"Je prends ma retraite tout de suite ou non ?" : l’Agirc-Arrco organise des rendez-vous pour aider les futurs retraités déroutés

Le projet de loi de finances de la Sécurité sociale revient mardi 2 décembre dans l'hémicycle de l'Assemblée nationale, après un parcours législatif fait de rebondissements pour la suspension de la réforme des retraites, votée en première lecture par les députés, puis rejetée par les sénateurs.
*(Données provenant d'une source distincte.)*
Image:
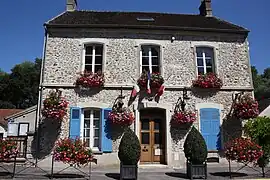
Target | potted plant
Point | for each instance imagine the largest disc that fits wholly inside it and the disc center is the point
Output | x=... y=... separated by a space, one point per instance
x=129 y=154
x=208 y=80
x=195 y=150
x=90 y=79
x=54 y=106
x=245 y=107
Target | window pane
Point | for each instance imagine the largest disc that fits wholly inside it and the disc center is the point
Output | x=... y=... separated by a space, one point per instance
x=96 y=142
x=200 y=70
x=88 y=68
x=154 y=51
x=145 y=138
x=145 y=124
x=99 y=50
x=86 y=132
x=155 y=61
x=145 y=60
x=145 y=68
x=98 y=59
x=155 y=69
x=86 y=113
x=98 y=68
x=89 y=50
x=96 y=134
x=88 y=59
x=199 y=62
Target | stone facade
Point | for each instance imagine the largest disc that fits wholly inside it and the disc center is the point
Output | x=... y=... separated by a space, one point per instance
x=63 y=59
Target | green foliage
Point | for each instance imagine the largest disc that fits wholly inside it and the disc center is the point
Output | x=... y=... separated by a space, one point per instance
x=129 y=149
x=195 y=148
x=259 y=130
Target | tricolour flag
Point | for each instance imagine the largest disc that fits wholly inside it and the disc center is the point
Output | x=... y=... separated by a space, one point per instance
x=135 y=91
x=148 y=83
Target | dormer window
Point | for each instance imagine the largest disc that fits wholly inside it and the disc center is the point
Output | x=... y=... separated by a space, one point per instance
x=150 y=59
x=93 y=58
x=205 y=60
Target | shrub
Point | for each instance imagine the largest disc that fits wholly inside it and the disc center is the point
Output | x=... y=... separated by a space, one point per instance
x=195 y=148
x=129 y=149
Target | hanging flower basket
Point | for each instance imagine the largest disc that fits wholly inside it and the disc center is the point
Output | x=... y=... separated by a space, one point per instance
x=209 y=80
x=54 y=106
x=243 y=150
x=156 y=80
x=123 y=118
x=72 y=152
x=89 y=79
x=8 y=149
x=183 y=117
x=245 y=107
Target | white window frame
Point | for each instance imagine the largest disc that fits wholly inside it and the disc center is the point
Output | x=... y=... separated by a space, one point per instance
x=150 y=57
x=204 y=58
x=91 y=143
x=93 y=56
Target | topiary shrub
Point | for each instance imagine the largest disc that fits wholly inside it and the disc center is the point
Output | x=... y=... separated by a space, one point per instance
x=129 y=149
x=195 y=148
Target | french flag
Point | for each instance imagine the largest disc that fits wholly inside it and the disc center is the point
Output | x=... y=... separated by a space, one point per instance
x=135 y=91
x=148 y=83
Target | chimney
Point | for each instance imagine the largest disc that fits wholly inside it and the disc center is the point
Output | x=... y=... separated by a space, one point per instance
x=206 y=8
x=71 y=5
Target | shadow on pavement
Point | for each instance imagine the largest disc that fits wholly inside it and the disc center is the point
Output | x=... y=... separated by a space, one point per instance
x=227 y=174
x=113 y=175
x=178 y=175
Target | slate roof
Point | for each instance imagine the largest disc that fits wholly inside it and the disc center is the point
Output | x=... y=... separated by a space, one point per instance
x=129 y=20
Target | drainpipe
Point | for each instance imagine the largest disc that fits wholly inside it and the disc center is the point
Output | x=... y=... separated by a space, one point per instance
x=38 y=112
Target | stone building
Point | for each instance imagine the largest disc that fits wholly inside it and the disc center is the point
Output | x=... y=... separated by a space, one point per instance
x=122 y=45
C'est dans ce contexte que l'Agirc-Arrco, le régime de retraite complémentaire, organise cette semaine les "Rencontres retraites", avec près de 30 000 rendez-vous gratuits par téléphone ou dans le bureau d’un conseiller. Dans le Val-de-Marne, l’agence de Créteil propose ainsi cette semaine 535 entretiens et ces créneaux partent comme des petits pains, car de nombreux futurs retraités sont déroutés pas la situation.

"On ne comprend rien"

À l'accueil, quelques salariés patientent avec leur dossier retraite en main, le regard assez perdu. Ils expliquent vouloir interroger leur conseiller sur le montant de leur future pension, "combien [ils vont] avoir" et à "quelle date" ils pourront partir. La question de l’âge de départ arrive en effet très vite dans les conversations. "On a une petite population [d’assurés âgés] de 57, 58 et 59 ans qui viennent demander s’ils peuvent partir plus tôt ou si la réforme des retraites les concerne", constate le responsable de l’agence Hamadi Diarra.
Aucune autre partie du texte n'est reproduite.